The election of Donald Trump in the United States was a surprise to many, but should it have been? A lot of people were shocked that Trump garnered so much support, when they hadn’t seen any evidence of it among their peers. How could non-Trump supporters have been so blindsided? How could they have been ignorant of what a sizeable portion of the population was thinking? The answer: ideological silos, also known as echo chambers.
An ideological silo occurs when someone is surrounded by news stories and political opinions that they already agree with. This concept is not new, the ideological silo is born out of the geographic silo. Historically, societies were ignorant of differing ideas and ways of life due to the limited ability to travel and slower methods of communication. Given our access to a vast array of news sources online, it’s surprising that we are still sheltering ourselves within ideological silos.
Social media plays a significant role in creating ideological silos.
It was previously thought that online news would democratize news and journalism. That the population would be exposed to many viewpoints, and not just the viewpoints of state and corporately owned news sources. Surprisingly, it has had the opposite effect especially within the context of social media.
Social media plays a significant role in creating ideological silos. According to the Pew Research Center, 61% of Millennials and 51% of Generation Xers consume most of their political coverage from Facebook. 60% of Baby Boomers get theirs from local television news stations; however, a sizeable portion do consume political content on Facebook. This makes Facebook a leading source of information on politics and world events.
Studies have shown that people often ignore news stories that support an opposing view point on their social media feeds. Instead they read and share stories that support their existing world view.
“I don’t want to end up disliking someone for some idiotic Facebook post.”
In addition, is the very real desire to avoid conflict with friends and family, and it’s no wonder that we take advantage of customized newsfeed settings. This is one of the reasons Paul Kenny, a teacher from Windsor, Ontario, has stopped using Facebook except for its messenger app earlier this year, stating “I don’t want to end up disliking someone for some idiotic Facebook post.”
Kenny is not alone in his desire to avoid political conflict with friends and family on social media. A Pew Research Center study found that 37% of social media users are “worn out by the political content” they encountered on social media, and 59% find it stressful to engage in political debate with others on social media.
The frustration of dealing with heated political posts on Facebook is what led Kenny to stop using it. “The tipping point was during the U.S. presidential election, because that really brought out a lot of hate. It brought out a lot of fake news. It brought out a lot of people linking to things that they hadn’t really researched.”
Kenny found that trying to engage in political debate on Facebook was a mostly futile effort. The prominence of ideological silos in social media make meaningful debate difficult. Kenny said, “It keeps people from actually researching what they’re talking about.”

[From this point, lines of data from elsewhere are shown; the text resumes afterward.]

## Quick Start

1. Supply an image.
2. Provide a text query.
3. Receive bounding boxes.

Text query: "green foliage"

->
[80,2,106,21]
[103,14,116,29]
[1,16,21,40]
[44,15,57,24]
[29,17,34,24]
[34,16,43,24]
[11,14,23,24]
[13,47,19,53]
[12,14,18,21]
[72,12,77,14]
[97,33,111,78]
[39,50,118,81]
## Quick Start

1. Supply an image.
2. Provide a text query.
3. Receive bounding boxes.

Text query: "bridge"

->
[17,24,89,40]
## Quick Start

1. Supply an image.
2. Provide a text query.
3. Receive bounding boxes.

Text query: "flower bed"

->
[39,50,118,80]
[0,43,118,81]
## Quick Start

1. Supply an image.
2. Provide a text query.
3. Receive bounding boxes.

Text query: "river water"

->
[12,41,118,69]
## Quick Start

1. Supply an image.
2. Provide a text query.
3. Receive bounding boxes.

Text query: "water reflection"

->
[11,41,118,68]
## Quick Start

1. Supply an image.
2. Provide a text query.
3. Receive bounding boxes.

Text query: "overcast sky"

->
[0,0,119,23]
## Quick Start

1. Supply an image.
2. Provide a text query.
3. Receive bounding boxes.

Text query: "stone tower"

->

Rania Malik, an employment specialist from New Brunswick, has taken the opposite approach. Malik has increased her political engagement on social media. “I dislike divisive and ignorant rhetoric, and for me- the best way to fight against this is by amplifying voices that are factual and unbiased.”
She also feels the emotional toll of heated arguments on social media, but continues to engage with it, explaining “I understand that for some people, it is overwhelming to see this kind of negativity on platforms like Facebook and Twitter. I felt like that for a little while after the American election. However, the importance of paying attention to social justice outweighs my discomfort. Ignoring social justice issues is what contributes to oppression in our society.”
Getting most of your news and political coverage from Facebook can be problematic. Aside from the above mentioned issues, the political posts that we see in our Facebook newsfeeds are skewed toward our established views. Facebook newsfeeds are personalized based on what links we click on and what posts we like. As a result, most of the political content we see on Facebook reflects our pre-existing opinions.
Media literacy is one of the best tools we have.
So how do we balance the need to know what is going on in the world with the fear that a Facebook post that will harm our relationships? Or more bluntly put, how do we keep our sanity in this environment? There’s no clear-cut answer. Everyone’s tolerance for political debate varies depending on the subject, the participants, and the level of respect in the debate. However, there are a couple of factors that can help you stay out of an ideological silo (and keep your sanity intact).
Media literacy is one of the best tools we have. Often the most sensational or inflammatory headlines appear in fake news articles. If other news outlets are not picking up the story, then there’s a good chance the story is fake. Mosaic Times recently published a guide on how to spot fake articles and websites.
Another way to stay out of silos is by making a conscious effort to engage with opposing viewpoint and keep the discourse respectful. Read articles from a variety of publications. If you have a debate about current events with a friend on social media try to be respectful in your language, and hopefully they’ll do the same.
That being said, sometimes it is wise to unfriend someone on social media if their posts are hateful or because their online behaviour is abusive. Keeping yourself out of an ideological silo shouldn’t come at the cost of protecting yourself or your loved ones.
Avoiding echo chambers is important to maintaining our democracy and limiting hyper partisanship. Social media doesn’t make it any easier. Whether you unplug from social media or engage with it even more, you have to find the right balance for you.